Album Review: The Atlas Moth – “Coma Noir”

“With ruby-scaled wings that stretch almost a foot and a luxurious fur coat, she is simply stunning. Now she must put her beauty to the test. Her time is short and each moment is precious.” —National Geographic’s Wild Thailand, “A Marvelous Moth.”

The atlas moth is all epic grandeur and creeping death. Emerging from its brawny cocoon—Mental Floss once noted its human neighbors in Southeast Asia will sew zippers into abandoned husks for use as readymade purses—the fantastical saturniid survives only a few days, never eating or meandering or stopping to smell whatever it is busy gargantuan moths should be stopping to smell. Rather, it focuses on forward motion. On procreation. On surrendering the majestic splendor of its already meager life to the annihilation which it somehow intuits will begat majestic splendor which will begat annihilation which will begat majestic splendor.

Few are the bands that could adopt this namesake and do its wondrous, singular existence justice. Yet over the past decade—from the sludge-y Neur-Isis caterpillar-in-transition cocoon shredding of A Glorified Piece of Blue-Sky (2009) to the increasingly expansive and ornate wing-spreading of An Ache for the Distance (2011) and The Old Believer (2014)—an ever-audacious Chicago quintet writing and performing under the moniker has refracted its iconoclastic, psychedelic take on a diverse array of metal subgenres through an Attacus atlas prism with strange, beguiling success.

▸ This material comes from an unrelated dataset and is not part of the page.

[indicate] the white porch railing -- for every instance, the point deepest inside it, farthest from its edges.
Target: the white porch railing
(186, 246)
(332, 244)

Still, the Atlas Moth’s claim on the appellation has never felt more legitimate than on its stellar fourth full-length, Coma Noir, a triumphant distillation and refinement of the band’s already superior attack. Whether hewing to the celestial (“Galactic Brain”; “The Last Transmission From the Late, Great Planet Earth”), terrestrial (“Actual Human Blood”; “Smiling Knife”) or, impressively, both (“The Streets of Bombay”) the Atlas Moth never appears as if it is hedging: Every riff is dragged upward to apotheosis, every song an act of self-immolation, every improbable stylistic melding which a lesser band might milk for an entire album or career instead given over to annihilation which begets majestic splendor which begets…

This isn’t to say the Atlas Moth lacks a signature sound—the synergistic, kaleidoscopic channeling of its members’ considerable talents and visions is, indeed, instantly recognizable, whether a given track resembles, say, Neurosis uniting with Protestant era Rorschach to jam Jefferson Airplane, Flock of Seagulls covering post-Clandestine Entombed, Seasons-era Slayer by way of Watain, Jesus Lizard hitting the stage with Gojira, Ufomammut getting its Judas Priest on with Nick Cave on the mic—no, seriously, check out album closer “Chloroform”—or a Halloween performance in which the Failure dudes can’t decide whether they want to dress up as Life of Agony or Paradise Lost.

Of course, all of the above is merely an imperfect attempt to employ well-known touchstones to illuminate an enigmatic release, the intricacy and potency of which suggests that in creation the band truly took to heart the truth of its kindred moth: Now she must put her beauty to the test. Time is short and each moment is precious.